Pole vaulting over mouse turds
The AA meeting the other day was about how we alcoholics seem to "make mountains out of mole hills" -- or as one of the ladies put it, "pole vault over mouse turds". I liked how she put that.
In the analogical scenario, a "normal" person would step over a mouse turd and continue on their way. But an alcoholic would freak out, make a huge deal over it, and with much pomp and drama, heroically pole vault over the turd as if it was a genuine obstacle. Then they would expect a trophy or medal afterward.
It's like trying to live life with a Rube Goldberg approach to everyday problem solving. (For those who don't remember, Rube Goldberg was a cartoonist who is most famous for his "Rube Goldberg machines", complex devices that performed the simplest of tasks in exceedingly complicated ways.)

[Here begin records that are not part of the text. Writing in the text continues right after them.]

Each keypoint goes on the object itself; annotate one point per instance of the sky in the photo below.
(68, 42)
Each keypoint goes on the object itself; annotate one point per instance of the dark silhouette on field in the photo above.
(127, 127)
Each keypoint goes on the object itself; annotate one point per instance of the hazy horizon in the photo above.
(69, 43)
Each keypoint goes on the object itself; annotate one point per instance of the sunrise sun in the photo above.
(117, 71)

Any simple problem easily solved by a "normal" person can just as easily become the next major life crisis of an alcoholic. Our natural response to small problems is to blow them out of proportion into unsolvable quandaries. And just when all hope seems lost, the craving hits: "I need a drink."
My résumé is a fine example. I can't even think about it without becoming extremely anxious. Within minutes, "I need a drink" hits hard. But that's the problem: it's just a résumé. It's not a life and death situation. It's not cancer. It's not bankruptcy. It's just a stupid piece of paper that means absolutely nothing, but I complicate it to the point of "needing" a drink. One minute I'm strong against the desire to drink. The next minute I'm overcome by a simple problem, hating myself, and desperately wanting to drink. This behavior is bafflingly stupid and annoying.

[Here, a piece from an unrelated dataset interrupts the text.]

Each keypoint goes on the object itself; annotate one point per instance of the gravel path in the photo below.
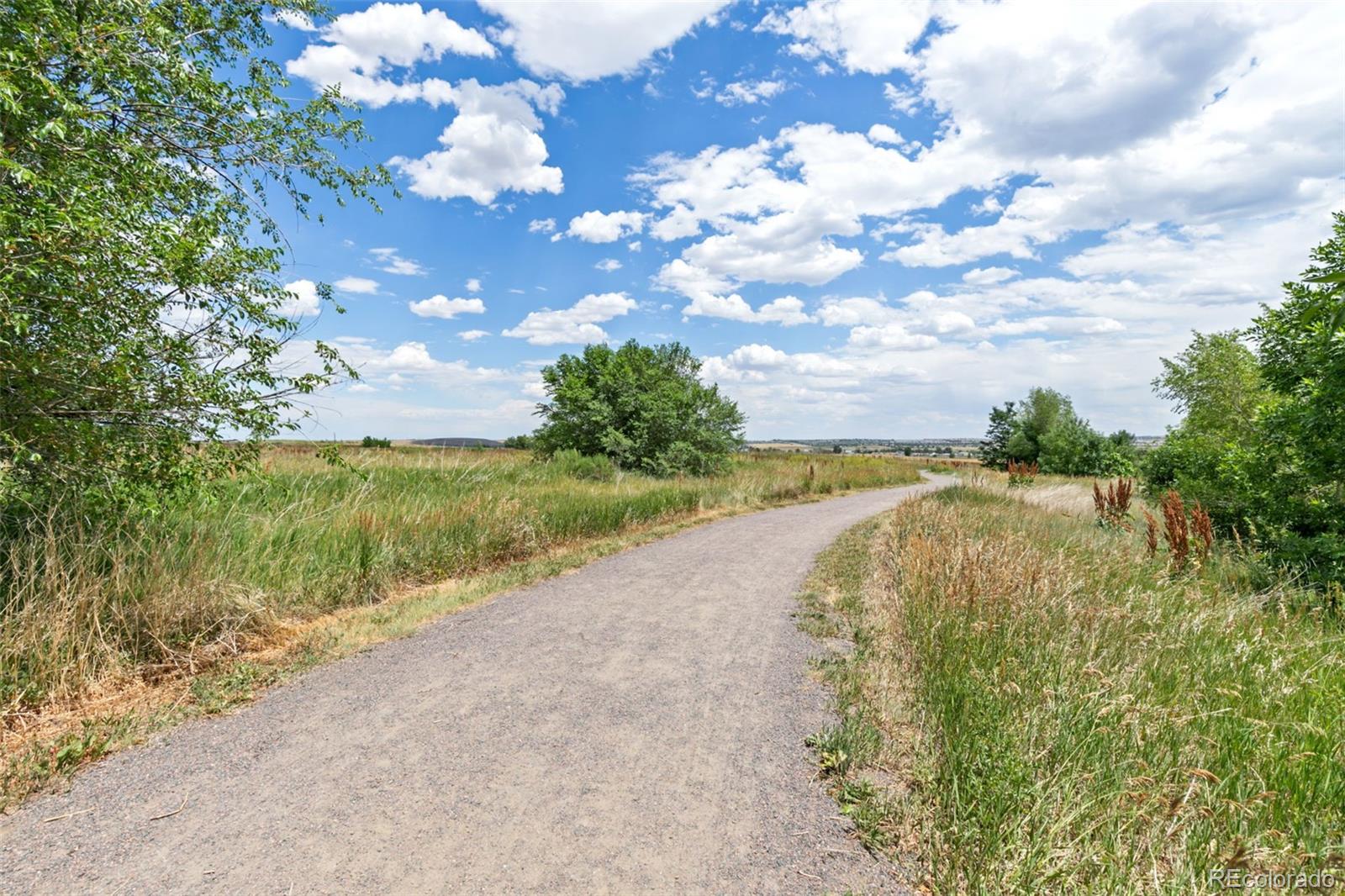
(632, 727)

I wonder, why must every tiny problem in life seem so unsolvable? Is it because we're always subconsciously looking for an excuse to drink? Or is it just part of the "insanity" of alcoholism?

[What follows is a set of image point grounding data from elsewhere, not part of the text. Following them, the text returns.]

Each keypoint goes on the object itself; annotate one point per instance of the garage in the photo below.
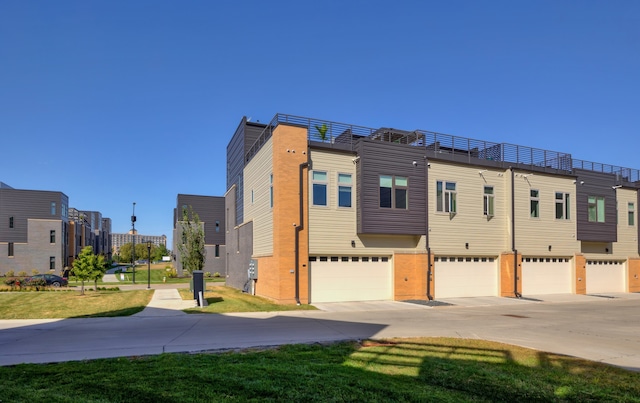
(546, 275)
(606, 276)
(465, 276)
(350, 278)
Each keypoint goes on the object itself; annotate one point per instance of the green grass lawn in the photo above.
(70, 304)
(226, 299)
(409, 370)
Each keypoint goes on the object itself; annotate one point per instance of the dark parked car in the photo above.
(49, 279)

(Or am I the only alcoholic whose natural response to tiny problems is to over-complicate them?)
Whew. I think I over-complicated the entry.
Today, I'm especially grateful for ...
- being 138 days sober
- the nice people who read my blog
- Aikido class. I never thought I could continue to get up after falling so many times and feeling so tired and hurt
- Advil (ibuprofen, pain reliever)
- my awesome and loving family
- my very sweet boyfriend
- my adorable, furry, slobbery collie, who loves me and greets me every day as if I was somebody important
- God, who helped me to relax today
5 comments:
"We don't trip over the mountains, we trip over the pebbles."
or
"Keep it simple"
(I love all those slogans)
You are definitely not alone :-)
You are speaking my language! AA is a simple program for complex people. Yes, we are quite the bundle. LOL.
Ohhh you have a Collie. I love Collies, ok, I love all dogs but Collies, Aussies and mongrols play a key role in my "ohhhhhhhhh." :)
You are right where you should be.
What were the promises people speak of?
Great post. We are so the winners of the drama competition aren't we? I can tell you that all has died WAY down in my life.